A new culture of excellence

The first Gulf War broke out and everything was put on hold. The war ended in 1991, and life was slow to resume. In 1993, Chalhoub’s mother bravely returned to Kuwait City, still suffocated by the smoke of the burning oil wells. She re-launched her shop. Meanwhile, Chalhoub was in Dubai exploring the market. “The only prestigious French brand you could find in Dubai at that time was Cartier,” she points out, adding that the luxury market was mainly represented by Italian brands, “big brands, but classified as “affordable luxury”.” She saw the possibility of bringing to these booming countries a new culture of excellence and exclusivity.

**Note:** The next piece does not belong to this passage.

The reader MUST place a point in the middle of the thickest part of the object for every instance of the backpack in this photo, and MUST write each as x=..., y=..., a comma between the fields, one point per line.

Made in France was then perceived as out of reach, symbolized by haute couture”, explains Chalhoub, who was by this time married to Patrick Chalhoub, co-president of the family group who dominates the Gulf luxury market. With her dual Arab-Levantine and French culture, Ingie Chalhoub will play a quasi-diplomatic role in the introduction of Made in France into a market that was not yet ready. Later, in 2009, this tireless entrepreneur, who still wanted to give her talent a chance to flourish, launched her eponymous brand in 2009, which quickly won its place on the red carpets and runways of Paris fashion weeks.

The Légion d’Honneur for a power couple

Ingie Chalhoub opened the first Chanel boutique in Dubai, as well as the first Chanel high jewelry boutique. “Bernadette Chirac and Nazek Hariri were present on the day of the inauguration,” she says. The sequel is a series of successes, from the Emirates to Saudi Arabia, which earned her, in March 2018, along with her husband, the Légion d’Honneur with the rank of Knight.

During the ceremony, held at the Quai d’Orsay, the French Minister of Foreign Affairs, Jean-Yves Le Drian, underlined in his speech that the last time this distinction was awarded to a couple took place more than 150 years ago, and the recipients were… Pierre and Marie Curie! Together, Ingie and Patrick Chalhoub will contribute to the rise, through luxury, of the interest in French culture throughout the Gulf region.